I mean my use of bad metaphors kind of underlines the point we don't really understand his problem - but the large organisation that builds these is itself an example of such impossible to understand interactions - maybe we will learn from Azure etc and take those learnings into taking our own orgs.

lifeisstillgood · 2 years ago

This is the essence - that a system needs to fit inside one persons head. All of it. There maybe a few people who understand all of a Boeing airplanes systems - there certainly were when they first flew 747s. Maybe a couple now.
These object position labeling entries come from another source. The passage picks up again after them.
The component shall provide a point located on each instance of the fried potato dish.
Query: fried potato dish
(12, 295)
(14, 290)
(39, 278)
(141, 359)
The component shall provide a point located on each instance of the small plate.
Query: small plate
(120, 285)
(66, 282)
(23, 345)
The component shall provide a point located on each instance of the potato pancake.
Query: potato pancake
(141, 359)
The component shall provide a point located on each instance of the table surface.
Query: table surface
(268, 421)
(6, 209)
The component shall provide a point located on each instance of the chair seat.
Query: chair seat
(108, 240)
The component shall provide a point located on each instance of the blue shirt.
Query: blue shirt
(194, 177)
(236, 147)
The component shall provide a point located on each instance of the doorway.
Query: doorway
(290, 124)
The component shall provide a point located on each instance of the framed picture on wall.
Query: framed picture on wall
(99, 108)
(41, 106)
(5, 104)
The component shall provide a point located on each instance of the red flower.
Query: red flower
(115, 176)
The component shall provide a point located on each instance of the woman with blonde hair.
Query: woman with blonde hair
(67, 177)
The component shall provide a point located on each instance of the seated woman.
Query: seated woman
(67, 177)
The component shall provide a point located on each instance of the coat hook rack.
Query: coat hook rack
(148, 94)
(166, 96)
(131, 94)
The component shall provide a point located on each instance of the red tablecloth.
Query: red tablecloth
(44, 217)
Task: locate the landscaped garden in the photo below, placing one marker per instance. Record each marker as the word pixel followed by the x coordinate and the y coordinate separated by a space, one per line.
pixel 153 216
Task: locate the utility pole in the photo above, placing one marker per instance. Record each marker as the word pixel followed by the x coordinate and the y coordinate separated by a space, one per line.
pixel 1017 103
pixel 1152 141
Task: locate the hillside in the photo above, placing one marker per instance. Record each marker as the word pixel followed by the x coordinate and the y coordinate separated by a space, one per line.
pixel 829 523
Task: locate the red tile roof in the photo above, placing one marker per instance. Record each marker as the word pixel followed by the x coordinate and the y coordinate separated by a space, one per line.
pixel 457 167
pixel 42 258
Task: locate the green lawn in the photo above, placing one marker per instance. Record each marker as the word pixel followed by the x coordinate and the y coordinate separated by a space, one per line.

but once it stops fitting inside one persons head then the thing is literally only possible to design by committee - it cannot fit together and perhaps should stop being called a single system

bob1029 · 2 years ago

> it cannot fit together and perhaps should stop being called a single system

The magic is the enterprise message bus. It is meme crap until you actually need one. When it works, it really works. This is the only thing I've ever seen realistically tie together certain industrial environments.

cortesoft · 2 years ago

There is no one who understands FULLY how a single computer works (at least not to the specific levels of detail on how to make every part from scratch... how to mine the heavy metals, how to chemically process them, etc) That bas been impossible for hundreds of years.

The important part is where you draw up the system boundaries

userbinator · 2 years ago

These days we use Azure, because Microsoft has fooled us in to thinking that it’s cheaper.

All the cloud providers do that. You could say that peoples' judgment has been clouded...

More seriously, this is how they operate; complexity is a good thing to them, because it means more lock-in and ways to charge you in non-obvious ways, and the whole "consulting" aspect of the industry feeds off that.

vsareto · 2 years ago

I wouldn't be surprised if most people don't learn it in-depth because:

A) you can google or ChatGPT things more easily these days

B) there's a truck load of services and ways to connect and do things. It's hard to learn all of these or pick a best option for everyone

C) SSO + identity models + API permissions generally made everything more complex

D) Many things in Azure are changing often, so you don't want to get too invested in a particular "version"

So things got more in-depth while expanding your available options (which are usually just as complex)

sgarland · 2 years ago

> you can google or ChatGPT things more easily these days

This should not be a valid excuse to not understand your job.

> there's a truck load of services and ways to connect and do things. It's hard to learn all of these or pick a best option for everyone

Agreed, and I think this is where people go wrong. Giving devs the ability/permission to pick whatever random tooling they want is not a good path for maintainability. "It's in AWS, so we can use it." I'd go so far as to argue that if you want to use Managed Service X, you need to first successfully launch it on an EC2 with no other help than the official docs; otherwise how can you possibly hope to understand it when it goes wrong?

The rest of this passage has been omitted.